To support the company initially, Finisar relied on providing consulting services. It’s a very common way that companies bootstrap themselves. I have done it myself.
SM: What kind of Consulting did you provide? Like System Integrators? JR: Well, actually, the first customer would be Raynet themselves, but we would have to get others soon enough. We did not have any outside investors, so it was clear that we did not have enough money to support both of us in the company. So, I stayed at Raychem and he went off and got started. At the end of the year I left Raychem and joined him fulltime.
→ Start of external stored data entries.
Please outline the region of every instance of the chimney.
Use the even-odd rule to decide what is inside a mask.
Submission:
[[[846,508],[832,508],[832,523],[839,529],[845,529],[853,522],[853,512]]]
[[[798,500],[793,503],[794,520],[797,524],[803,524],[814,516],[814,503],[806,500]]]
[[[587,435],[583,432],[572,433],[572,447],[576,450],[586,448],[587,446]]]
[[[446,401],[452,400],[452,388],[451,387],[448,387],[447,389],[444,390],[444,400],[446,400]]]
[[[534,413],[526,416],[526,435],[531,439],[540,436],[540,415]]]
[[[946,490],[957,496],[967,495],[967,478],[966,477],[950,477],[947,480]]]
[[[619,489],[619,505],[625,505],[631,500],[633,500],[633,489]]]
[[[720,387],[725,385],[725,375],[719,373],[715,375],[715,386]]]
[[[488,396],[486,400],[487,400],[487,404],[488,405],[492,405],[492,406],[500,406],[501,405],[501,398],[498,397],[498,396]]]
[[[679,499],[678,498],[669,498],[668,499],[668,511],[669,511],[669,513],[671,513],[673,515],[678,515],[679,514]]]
Now, in the mean time I had worked nights, weekends, vacations. I made calls on customers, I visited several places to try to generate business, and I thought we had some opportunities for success. Anyway, this is getting to be a long story, but off we went, and we had a company and it was two guys, then it was three, and four and five and that was about it for a while. We did a lot of contract design services in those days to keep ourselves afloat. It was our money, we had bootstrapped the company, we had to be profitable, so we had to be able to cover our costs and that meant we could not expand much.
SM: So you were bootstrapping the company by doing consulting for a while, how long was that? JR: While we were doing product development we supported ourselves, probably, for four years doing mostly consulting work.
SM: Four years, that’s a long time. JR: We were doing product development in high speed fiber optics. Our product goal had become trying to develop high speed fiber optical links for computer networks, not telecommunications networks. At the time Alcatel, Nortel and Lucent in collaboration with Bell Corp, pretty well controlled the telecom market for optical components and we did not think we could really compete with those guys given the limited investment that we had in this company.
So, we had to find a place where there was a need that was not filled, or need that we could see coming that wasn’t filled, and some innovation that we could bring to the opportunity. We targeted high speed networks, that is gigabit links for computer networks as opposed to telephony. We spent a fair amount of time with the workstation manufacturers at the time. Daisy, Apollo, IBM, Sun, and they all had very similar outlook and their outlook was “we’re going to need more bandwidth for these workstations than we have today”.
The fastest connection they had at the time was fast Ethernet. So, we could see that Gigabit per second for connecting networks was a big deal, and our dream at the time was to be able to put an optical device on every PC and we still haven’t gotten there.
Along the way, in the early 90’s, IBM was defining a fiber optic link for computer networks they called fiber channel. These were the days when Akers was the CEO of IBM, and fiber channel, their vision, was going to replace Ethernet, token ring, SCSI. They would have one protocol and that would be fiber channel. Well, Akers got fired, Gerstner came in, and they decided this project wasn’t as strategic as they previously thought and they disbanded the project. Fiber channel persevered, and it evolved into a storage networking standard, and it was the basis of the SAN market.